DocumentOutputConfig

Config that controls the output of documents. All documents will be written as a JSON file.

JSON representation
{

  // Union field destination can be only one of the following:
  "gcsOutputConfig": {
    object (GcsOutputConfig)
  }
  // End of list of possible types for union field destination.
}
Fields
Union field destination. The destination of the results. destination can be only one of the following:
gcsOutputConfig

object (GcsOutputConfig)

Output config to write the results to Cloud Storage.

GcsOutputConfig

The configuration used when outputting documents.

JSON representation
{
  "gcsUri": string,
  "fieldMask": string,
  "shardingConfig": {
    object (ShardingConfig)
  }
}
Fields
gcsUri

string

The Cloud Storage uri (a directory) of the output.

fieldMask

string (FieldMask format)

Specifies which fields to include in the output documents. Only supports top level document and pages field so it must be in the form of {document_field_name} or pages.{page_field_name}.
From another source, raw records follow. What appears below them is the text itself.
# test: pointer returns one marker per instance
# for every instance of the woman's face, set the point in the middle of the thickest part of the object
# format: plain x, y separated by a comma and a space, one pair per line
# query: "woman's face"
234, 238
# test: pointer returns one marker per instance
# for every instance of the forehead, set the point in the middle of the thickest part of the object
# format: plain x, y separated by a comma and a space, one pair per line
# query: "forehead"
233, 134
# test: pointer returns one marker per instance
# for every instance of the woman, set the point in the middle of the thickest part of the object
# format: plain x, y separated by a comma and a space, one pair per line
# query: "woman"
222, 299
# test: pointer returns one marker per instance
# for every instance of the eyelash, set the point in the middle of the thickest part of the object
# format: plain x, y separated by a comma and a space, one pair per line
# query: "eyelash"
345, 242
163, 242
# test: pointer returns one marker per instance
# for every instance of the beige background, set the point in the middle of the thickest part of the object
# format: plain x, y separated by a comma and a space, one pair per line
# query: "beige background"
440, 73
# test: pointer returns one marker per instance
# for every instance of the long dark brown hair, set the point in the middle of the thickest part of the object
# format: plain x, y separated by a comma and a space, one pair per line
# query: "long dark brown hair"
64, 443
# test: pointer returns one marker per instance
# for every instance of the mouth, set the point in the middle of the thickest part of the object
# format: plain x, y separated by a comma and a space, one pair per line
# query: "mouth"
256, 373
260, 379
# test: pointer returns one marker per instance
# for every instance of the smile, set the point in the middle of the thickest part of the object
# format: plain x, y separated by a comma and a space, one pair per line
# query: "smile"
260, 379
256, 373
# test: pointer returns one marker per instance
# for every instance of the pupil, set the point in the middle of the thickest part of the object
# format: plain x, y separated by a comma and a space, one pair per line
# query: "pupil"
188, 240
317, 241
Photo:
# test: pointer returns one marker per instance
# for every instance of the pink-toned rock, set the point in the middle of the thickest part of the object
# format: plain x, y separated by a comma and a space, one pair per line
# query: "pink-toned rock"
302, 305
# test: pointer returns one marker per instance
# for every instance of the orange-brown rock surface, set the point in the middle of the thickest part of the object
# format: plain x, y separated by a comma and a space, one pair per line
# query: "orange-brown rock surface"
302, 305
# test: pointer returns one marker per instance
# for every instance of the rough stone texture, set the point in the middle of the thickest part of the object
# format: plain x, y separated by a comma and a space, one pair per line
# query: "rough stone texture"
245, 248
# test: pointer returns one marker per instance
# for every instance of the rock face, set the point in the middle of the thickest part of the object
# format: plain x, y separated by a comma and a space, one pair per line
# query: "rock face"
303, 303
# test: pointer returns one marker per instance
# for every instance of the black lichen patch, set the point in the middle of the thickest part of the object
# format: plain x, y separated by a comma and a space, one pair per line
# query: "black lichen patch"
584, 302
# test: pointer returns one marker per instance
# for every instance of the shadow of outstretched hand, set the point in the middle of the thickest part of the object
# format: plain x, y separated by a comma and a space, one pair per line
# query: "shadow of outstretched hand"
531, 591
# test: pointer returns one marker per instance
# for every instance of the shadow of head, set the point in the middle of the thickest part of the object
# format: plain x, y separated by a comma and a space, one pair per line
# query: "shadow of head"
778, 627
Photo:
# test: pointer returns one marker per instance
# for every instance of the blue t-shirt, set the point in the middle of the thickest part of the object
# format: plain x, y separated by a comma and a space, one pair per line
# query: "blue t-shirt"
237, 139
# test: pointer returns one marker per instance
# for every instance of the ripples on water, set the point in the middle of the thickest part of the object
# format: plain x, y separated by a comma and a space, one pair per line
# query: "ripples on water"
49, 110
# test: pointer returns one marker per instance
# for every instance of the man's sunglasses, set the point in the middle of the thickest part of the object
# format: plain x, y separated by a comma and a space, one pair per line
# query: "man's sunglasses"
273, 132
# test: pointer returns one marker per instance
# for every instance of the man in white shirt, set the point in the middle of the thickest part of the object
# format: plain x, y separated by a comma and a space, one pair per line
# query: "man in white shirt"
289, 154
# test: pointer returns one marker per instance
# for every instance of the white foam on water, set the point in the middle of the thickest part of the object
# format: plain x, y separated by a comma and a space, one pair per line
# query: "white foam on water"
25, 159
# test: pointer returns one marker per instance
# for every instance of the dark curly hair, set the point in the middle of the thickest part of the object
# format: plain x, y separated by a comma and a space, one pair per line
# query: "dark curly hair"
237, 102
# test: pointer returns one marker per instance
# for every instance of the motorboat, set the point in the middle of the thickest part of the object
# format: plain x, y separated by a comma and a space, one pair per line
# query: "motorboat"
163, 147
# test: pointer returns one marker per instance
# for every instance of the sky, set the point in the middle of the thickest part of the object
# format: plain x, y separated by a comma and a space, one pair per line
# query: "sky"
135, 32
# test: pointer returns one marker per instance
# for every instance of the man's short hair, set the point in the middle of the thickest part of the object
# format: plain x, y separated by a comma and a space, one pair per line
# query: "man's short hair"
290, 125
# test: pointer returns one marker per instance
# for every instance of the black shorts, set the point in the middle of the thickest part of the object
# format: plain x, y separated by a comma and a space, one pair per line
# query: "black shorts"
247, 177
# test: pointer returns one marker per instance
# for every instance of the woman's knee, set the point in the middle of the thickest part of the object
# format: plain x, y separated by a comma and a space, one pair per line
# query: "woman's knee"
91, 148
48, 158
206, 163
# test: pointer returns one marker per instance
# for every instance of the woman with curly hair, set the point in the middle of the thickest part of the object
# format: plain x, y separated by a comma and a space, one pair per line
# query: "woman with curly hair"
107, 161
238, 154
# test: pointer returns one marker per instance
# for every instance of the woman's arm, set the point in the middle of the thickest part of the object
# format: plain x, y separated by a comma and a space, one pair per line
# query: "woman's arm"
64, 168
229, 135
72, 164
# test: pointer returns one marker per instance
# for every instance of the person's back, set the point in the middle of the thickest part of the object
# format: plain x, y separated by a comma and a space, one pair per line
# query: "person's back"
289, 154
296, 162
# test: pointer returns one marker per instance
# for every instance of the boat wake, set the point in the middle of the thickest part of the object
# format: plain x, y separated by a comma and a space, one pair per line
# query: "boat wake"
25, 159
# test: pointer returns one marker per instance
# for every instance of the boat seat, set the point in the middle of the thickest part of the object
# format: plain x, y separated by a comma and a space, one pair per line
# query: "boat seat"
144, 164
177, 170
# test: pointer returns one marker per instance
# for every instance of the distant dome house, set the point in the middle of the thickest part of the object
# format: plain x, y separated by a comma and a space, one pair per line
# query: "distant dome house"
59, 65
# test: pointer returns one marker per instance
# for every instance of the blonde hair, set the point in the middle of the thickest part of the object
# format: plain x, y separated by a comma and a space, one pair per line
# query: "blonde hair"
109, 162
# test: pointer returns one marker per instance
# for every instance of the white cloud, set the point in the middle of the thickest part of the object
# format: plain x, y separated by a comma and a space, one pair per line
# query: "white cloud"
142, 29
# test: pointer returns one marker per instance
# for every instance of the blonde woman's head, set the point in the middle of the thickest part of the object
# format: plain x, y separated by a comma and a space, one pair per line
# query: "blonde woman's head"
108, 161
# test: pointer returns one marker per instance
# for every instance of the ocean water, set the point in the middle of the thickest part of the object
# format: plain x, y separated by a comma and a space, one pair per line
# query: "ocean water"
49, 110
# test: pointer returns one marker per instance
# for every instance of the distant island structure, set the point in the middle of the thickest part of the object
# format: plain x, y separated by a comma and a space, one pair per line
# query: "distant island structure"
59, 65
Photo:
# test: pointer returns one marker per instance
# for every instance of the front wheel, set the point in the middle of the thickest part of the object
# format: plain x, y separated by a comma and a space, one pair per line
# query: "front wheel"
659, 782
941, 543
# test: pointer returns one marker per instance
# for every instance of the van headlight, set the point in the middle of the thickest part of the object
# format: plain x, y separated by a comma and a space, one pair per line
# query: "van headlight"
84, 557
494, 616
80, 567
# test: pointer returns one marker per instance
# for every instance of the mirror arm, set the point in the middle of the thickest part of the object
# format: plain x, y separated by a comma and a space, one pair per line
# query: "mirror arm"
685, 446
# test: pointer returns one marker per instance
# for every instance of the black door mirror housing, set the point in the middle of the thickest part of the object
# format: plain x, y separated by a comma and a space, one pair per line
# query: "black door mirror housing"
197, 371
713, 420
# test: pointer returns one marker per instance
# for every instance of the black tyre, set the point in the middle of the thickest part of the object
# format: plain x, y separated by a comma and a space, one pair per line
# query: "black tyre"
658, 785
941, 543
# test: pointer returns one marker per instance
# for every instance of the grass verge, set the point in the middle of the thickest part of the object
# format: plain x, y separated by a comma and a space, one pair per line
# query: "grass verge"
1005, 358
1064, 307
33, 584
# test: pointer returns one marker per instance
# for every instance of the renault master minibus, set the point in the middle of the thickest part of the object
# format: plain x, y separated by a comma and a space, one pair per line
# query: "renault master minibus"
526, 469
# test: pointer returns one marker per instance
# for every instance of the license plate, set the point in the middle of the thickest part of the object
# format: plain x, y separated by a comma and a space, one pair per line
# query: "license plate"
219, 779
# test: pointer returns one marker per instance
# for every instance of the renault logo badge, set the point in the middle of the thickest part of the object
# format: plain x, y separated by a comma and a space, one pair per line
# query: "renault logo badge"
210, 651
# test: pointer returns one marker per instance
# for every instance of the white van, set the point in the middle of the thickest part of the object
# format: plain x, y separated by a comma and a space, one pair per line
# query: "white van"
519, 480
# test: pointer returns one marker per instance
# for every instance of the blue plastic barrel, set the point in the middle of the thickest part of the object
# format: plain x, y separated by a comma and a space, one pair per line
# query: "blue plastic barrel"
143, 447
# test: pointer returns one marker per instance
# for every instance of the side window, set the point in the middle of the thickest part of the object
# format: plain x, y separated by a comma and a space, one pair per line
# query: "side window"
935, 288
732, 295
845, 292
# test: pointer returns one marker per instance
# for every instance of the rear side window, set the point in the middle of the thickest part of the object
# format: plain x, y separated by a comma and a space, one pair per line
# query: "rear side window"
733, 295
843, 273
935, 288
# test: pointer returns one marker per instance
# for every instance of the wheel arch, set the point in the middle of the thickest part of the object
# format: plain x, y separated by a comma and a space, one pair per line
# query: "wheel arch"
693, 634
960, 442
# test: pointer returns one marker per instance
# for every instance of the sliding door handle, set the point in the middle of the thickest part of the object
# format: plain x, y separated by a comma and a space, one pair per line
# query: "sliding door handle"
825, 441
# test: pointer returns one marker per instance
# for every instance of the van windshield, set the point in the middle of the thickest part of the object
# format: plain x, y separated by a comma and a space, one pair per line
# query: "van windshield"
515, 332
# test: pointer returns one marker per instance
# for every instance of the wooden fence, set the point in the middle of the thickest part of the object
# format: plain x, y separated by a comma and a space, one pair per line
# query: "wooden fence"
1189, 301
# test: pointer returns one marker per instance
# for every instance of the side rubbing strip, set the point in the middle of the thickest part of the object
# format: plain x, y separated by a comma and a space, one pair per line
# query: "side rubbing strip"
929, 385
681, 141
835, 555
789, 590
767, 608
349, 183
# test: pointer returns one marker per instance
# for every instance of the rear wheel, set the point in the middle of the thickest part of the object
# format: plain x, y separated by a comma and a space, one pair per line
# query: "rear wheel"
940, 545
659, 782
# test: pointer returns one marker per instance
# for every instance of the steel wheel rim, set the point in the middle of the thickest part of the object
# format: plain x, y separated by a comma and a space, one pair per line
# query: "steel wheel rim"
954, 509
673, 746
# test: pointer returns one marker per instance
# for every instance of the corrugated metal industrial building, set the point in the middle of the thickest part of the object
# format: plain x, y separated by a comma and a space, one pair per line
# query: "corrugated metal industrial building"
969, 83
This is a comma-separated list of fully qualified names of fields. Example: "user.displayName,photo".

shardingConfig

object (ShardingConfig)

Specifies the sharding config for the output document.

ShardingConfig

The sharding config for the output document.

JSON representation
{
  "pagesPerShard": integer,
  "pagesOverlap": integer
}
Fields
pagesPerShard

integer

The number of pages per shard.

pagesOverlap

integer

The number of overlapping pages between consecutive shards.